Our names have once more been sullied, dragged through the quagmire of lies and deceit pedaled by lesser men and women. This blog, ladies and gents, is a carriage for only those things true and good in the world. We did indeed see Llama (or Llamas – not sure on the collective), and we include further testament to this fact below.


After much umming and ahhing today we decide to do the Sella Rhonda. It’s a tour really, with more on-slope bars and restaurants than lifts, the sort of place you might do a bucks or a hens weekend. The vistas, as ever, are stunning. The tour takes you around this ‘massif’ the Sella, a huge up-thrust of rock surrounded by myriad villages and ski resorts, some you ski right through the middle of. It’s a circa 50km round trip roughly half of which you cover on lifts (at least that’s what the nice young Welshman in our hotel told us who’s now done it in both directions – and recorded the km on ski-tracker of course). He smashed it in 3 hours but it took us five with a half hour for lunch.



The Sella Rhonda trip is a wonderful way to experience more of the rock formations the area is renowned for, and to get a sense of just how extensive the the skiing area is. We saw ice climbers up in the Sella’s many ice flows, skiied on the dark side where the cliffs’ looming shadows seem to press their massive bulk upon you, and the bright side where they tower up into the sky, vast walls of browns, pinks and orange in the afternoon sun.



We stop at a sunny restaurant for lunch, it’s hard to find one without a view but many only have sun for a short time. As an aside, Scotini, the Llama camp place, with real Llamas, just so we’re clear, got 10 minutes of sun at 1pm for three weeks. For the rest of winter it got none. Hot pizza and soup (GF everywhere here) and a couple of wines – though not too many as we were only half way round. The Italian girl serving outside had learnt just the words she needed to serve. ‘Yes?’ and ‘You pay now!’ Pit-stop over and we were off.

After lunch the moguls formed in the morning sun, ice up and our afternoon legs are feeling it. I like to press on, follow the signs, guess if there aren’t any, Di likes to check the map and know where we are. So with the couple of wines, the jelly legs, the ice moguls, the impending last bus, zero local knowledge and frequent map stops – things may have got a little testy in the rapidly cooling afternoon.



But we pushed-on. I confess (in line with our determined drive for truth), I may have doubted Di’s navigation skills, just for a moment, when the course we’d set lead us to the bottom of a T-bar, on a dirt cul-de-sac, in the middle of nowhere, thighs burning from the pock-marked ice shelf we’d just descended.
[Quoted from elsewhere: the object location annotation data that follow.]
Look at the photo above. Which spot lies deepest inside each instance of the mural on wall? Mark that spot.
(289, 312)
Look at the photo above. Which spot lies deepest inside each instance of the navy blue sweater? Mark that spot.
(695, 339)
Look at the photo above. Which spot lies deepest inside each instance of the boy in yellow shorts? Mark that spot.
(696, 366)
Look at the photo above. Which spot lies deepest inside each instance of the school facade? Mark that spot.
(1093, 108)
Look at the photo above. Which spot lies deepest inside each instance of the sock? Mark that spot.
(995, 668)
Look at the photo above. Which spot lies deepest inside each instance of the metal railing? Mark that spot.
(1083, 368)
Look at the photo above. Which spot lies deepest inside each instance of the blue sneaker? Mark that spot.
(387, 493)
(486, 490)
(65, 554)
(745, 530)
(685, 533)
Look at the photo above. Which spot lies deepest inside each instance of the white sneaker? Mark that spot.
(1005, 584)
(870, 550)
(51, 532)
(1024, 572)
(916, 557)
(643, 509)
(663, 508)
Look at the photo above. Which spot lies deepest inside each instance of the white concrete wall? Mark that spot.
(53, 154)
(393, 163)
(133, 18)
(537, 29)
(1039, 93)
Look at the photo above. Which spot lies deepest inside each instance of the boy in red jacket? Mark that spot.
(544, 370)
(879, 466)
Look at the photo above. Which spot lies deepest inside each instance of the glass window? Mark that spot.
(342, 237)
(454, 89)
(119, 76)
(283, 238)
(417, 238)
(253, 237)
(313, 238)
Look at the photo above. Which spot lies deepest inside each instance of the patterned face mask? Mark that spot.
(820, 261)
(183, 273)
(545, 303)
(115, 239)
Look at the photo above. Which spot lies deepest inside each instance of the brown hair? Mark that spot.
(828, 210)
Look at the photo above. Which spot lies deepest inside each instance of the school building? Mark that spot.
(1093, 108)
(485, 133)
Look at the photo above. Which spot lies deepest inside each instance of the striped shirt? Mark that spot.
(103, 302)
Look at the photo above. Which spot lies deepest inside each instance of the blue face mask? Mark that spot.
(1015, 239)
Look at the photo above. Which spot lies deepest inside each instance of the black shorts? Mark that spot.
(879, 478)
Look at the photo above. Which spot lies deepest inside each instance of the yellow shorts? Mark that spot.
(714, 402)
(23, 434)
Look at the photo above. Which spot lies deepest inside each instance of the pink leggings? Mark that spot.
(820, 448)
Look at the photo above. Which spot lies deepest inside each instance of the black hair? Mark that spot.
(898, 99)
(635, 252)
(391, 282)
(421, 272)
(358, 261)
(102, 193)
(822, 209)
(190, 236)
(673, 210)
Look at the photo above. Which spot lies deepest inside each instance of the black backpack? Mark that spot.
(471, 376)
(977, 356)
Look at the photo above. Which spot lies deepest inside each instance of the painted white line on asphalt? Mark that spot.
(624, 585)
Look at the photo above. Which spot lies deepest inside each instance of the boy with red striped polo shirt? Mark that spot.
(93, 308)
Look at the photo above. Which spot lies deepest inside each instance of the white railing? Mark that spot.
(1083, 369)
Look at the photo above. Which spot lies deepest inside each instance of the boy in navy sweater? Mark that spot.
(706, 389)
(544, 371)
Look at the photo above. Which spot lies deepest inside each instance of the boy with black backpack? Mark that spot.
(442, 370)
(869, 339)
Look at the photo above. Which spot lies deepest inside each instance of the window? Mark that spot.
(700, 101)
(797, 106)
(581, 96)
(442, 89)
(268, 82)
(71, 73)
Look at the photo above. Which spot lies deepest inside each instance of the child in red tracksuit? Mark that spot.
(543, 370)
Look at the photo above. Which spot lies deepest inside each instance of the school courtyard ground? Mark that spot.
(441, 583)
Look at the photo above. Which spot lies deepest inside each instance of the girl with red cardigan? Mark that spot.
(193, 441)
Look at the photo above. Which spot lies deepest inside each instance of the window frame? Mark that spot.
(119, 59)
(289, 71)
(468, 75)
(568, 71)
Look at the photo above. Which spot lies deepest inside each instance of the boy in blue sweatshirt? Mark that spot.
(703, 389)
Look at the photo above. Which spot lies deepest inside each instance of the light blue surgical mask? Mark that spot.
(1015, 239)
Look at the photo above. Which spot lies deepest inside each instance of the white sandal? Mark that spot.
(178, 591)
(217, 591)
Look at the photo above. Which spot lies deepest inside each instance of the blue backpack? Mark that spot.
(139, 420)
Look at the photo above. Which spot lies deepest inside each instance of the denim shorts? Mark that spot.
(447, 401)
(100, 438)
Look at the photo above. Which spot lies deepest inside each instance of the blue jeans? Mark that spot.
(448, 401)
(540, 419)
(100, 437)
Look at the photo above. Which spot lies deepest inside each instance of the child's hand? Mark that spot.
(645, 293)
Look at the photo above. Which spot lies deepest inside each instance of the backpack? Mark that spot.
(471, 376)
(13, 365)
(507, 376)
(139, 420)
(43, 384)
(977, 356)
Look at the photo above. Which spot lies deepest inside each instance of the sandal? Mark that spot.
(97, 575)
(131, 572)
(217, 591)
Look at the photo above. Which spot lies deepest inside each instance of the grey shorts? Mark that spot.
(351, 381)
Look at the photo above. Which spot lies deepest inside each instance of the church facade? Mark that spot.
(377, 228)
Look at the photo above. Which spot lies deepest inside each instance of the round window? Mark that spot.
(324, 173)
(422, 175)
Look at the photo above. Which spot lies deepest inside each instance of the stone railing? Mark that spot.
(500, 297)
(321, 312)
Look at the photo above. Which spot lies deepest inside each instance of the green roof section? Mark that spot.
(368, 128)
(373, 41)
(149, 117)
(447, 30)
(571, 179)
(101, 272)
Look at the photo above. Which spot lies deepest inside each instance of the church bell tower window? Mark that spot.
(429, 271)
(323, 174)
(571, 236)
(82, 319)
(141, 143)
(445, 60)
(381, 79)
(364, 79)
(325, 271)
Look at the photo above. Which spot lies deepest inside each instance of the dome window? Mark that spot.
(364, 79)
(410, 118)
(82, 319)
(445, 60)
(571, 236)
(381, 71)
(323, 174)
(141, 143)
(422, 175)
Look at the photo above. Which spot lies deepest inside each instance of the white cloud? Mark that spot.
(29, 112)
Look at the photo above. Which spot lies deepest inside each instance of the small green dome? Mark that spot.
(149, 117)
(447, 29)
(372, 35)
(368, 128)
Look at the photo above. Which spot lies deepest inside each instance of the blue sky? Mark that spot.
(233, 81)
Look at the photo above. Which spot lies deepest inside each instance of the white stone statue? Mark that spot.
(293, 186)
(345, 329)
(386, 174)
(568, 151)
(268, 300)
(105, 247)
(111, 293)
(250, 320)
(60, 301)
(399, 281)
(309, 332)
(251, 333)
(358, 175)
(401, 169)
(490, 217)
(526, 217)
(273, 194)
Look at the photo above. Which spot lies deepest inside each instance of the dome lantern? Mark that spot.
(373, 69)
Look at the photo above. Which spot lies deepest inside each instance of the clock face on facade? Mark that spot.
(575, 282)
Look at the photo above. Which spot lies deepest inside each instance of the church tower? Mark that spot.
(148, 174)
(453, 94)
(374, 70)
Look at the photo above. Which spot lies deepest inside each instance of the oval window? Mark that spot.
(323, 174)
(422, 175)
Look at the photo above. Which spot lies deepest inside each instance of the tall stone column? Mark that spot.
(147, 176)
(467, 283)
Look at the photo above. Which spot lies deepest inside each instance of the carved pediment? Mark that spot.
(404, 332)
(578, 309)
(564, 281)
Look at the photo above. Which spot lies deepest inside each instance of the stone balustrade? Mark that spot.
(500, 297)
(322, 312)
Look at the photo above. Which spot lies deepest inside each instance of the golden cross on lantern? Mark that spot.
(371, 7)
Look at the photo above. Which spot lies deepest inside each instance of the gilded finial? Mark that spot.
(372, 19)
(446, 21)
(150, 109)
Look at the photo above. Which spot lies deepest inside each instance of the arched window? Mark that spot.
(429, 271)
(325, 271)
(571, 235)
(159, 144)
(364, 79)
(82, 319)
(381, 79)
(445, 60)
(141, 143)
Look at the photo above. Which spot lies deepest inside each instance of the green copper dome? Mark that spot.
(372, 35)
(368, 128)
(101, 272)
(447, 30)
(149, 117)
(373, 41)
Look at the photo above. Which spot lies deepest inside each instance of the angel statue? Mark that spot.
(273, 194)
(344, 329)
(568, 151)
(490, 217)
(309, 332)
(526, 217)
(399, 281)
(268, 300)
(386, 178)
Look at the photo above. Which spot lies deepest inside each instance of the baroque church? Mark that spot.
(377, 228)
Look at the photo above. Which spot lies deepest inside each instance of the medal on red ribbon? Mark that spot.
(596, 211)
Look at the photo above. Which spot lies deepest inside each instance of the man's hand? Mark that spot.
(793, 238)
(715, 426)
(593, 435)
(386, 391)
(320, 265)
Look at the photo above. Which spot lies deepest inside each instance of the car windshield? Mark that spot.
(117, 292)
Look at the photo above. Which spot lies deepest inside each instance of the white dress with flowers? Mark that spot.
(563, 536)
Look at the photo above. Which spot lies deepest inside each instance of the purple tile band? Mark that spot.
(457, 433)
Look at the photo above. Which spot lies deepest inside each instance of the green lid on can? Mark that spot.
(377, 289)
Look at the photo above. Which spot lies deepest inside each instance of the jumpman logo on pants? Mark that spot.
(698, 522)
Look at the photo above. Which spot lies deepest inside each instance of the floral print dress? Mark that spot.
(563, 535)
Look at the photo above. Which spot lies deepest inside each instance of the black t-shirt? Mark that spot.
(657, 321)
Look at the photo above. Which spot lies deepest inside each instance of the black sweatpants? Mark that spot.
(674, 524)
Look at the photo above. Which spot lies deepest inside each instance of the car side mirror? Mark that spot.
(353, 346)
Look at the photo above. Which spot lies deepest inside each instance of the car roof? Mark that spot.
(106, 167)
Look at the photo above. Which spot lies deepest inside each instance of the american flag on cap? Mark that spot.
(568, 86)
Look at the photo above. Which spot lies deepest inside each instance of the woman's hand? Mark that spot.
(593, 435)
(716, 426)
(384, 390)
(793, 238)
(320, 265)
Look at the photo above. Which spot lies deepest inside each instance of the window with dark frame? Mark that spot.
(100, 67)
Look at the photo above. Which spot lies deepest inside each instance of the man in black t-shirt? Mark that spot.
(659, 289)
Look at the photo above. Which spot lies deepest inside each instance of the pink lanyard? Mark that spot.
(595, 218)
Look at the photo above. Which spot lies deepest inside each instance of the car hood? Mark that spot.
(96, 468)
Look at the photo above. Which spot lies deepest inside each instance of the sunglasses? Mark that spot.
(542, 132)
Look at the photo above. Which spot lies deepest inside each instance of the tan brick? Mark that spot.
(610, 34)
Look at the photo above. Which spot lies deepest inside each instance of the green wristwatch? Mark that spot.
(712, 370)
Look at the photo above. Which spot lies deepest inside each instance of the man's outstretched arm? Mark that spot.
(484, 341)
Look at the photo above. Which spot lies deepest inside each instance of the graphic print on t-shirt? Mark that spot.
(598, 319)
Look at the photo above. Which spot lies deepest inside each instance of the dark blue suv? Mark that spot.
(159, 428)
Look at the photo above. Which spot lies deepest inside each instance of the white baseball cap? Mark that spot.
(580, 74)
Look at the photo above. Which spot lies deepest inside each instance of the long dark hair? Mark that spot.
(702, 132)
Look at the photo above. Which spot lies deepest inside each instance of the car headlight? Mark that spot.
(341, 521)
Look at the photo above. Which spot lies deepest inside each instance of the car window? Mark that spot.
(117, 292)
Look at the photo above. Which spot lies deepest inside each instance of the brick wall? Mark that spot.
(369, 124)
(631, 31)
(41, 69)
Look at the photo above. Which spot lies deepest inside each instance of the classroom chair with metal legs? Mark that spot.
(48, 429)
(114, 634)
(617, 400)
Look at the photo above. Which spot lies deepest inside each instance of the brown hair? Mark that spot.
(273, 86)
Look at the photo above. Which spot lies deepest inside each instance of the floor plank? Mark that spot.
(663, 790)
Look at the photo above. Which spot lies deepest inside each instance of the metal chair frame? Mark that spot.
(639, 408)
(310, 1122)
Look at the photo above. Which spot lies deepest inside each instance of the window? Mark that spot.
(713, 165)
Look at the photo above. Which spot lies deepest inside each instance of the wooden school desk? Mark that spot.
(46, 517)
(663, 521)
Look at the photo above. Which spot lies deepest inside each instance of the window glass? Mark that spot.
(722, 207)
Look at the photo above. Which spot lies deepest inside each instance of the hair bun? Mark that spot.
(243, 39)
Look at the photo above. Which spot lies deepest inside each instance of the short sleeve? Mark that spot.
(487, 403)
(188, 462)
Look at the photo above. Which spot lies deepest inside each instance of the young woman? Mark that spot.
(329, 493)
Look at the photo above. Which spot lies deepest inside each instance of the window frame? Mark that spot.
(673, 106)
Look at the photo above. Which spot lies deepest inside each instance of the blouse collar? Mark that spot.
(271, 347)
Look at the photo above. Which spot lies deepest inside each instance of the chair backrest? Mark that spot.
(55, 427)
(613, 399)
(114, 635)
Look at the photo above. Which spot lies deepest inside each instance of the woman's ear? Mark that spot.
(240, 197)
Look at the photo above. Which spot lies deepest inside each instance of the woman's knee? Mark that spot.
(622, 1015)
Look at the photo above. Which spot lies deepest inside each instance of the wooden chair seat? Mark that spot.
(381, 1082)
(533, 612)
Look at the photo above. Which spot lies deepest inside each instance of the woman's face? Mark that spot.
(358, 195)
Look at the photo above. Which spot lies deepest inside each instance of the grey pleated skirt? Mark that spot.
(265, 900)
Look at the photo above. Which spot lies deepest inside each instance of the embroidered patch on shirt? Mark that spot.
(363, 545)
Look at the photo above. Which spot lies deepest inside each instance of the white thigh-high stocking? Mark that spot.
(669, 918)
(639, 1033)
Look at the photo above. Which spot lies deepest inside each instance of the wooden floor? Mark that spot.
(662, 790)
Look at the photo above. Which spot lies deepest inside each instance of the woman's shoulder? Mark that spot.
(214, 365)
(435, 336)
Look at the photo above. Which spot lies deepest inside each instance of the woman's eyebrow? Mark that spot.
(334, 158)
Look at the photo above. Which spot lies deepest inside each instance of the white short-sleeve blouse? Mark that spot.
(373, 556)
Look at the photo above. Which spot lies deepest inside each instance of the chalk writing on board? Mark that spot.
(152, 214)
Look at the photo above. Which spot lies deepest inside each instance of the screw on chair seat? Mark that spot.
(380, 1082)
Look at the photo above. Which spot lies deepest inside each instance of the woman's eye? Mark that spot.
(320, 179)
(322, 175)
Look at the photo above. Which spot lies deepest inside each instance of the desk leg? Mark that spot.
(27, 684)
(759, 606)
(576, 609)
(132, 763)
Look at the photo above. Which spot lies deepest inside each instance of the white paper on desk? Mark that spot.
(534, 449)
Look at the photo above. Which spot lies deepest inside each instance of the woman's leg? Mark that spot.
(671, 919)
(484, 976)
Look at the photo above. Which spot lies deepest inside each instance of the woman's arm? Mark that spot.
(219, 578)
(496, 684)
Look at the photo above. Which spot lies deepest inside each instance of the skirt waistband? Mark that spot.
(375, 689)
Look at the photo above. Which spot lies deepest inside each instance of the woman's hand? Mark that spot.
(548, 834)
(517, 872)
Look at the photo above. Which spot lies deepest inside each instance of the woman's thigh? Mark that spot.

It was one of those moments when the wisdom of keeping your mouth tightly shut reaps its rewards. A stiff, silent, (brooding?) stomp across the road had us back on the map, on the Prolongia chair, and up to the long searched for ‘9a’ route that would see us home.
As we summited the Prolongia (and subsequently Prolongia II – something in the name should’ve had us guess there’d be a Prolongia II), rising up out of the valley-shadows on the last chair, a golden light spread out across the undulating snow fields, illuminating 9a like a beacon in the darkness.

A beautiful, long (thigh burner) run through the conifer forest returned us to our start point, Arematola for the second to last shuttle, thence to the last bus at Lagazuoi and home.
The shuttle operators require a minimum of 30 euro to go. So if there’s five to seven people – no problem. If there’s only two suckers on a deadline for the last bus – problem. I made some remonstrations about ‘paying through the nose’. Apparently I must say this a lot as Di replied, ‘with so much paying through the nose you must be suffering from some serious nasal damage. by now.’ Nasal damage aside, we arrive home safely, in time for a hot shower and tea.
To dinner at the 1861 place from the other night. This evening the young waiter said, ‘I have some friends in Australia, my brothers’, and proceeded to roll off the names of all the ACDC band members. Something of a metal head it seems, and he poured us some complimentary grappas whilst listing his other international ‘friends’; Def Leopard, Iron Maiden and Guns and Roses. Nice young fella.
We had a final night cap in the Alaska common area listening to our piano man bash out; Smoke Gets in Your Eyes, Fly Me to the Moon and Girl From Impenema, a great day to finish our stay in Cortina.

Wonderful! I love maps too Di!
I’m glad Di liked them too. Could’ve been a long day otherwise.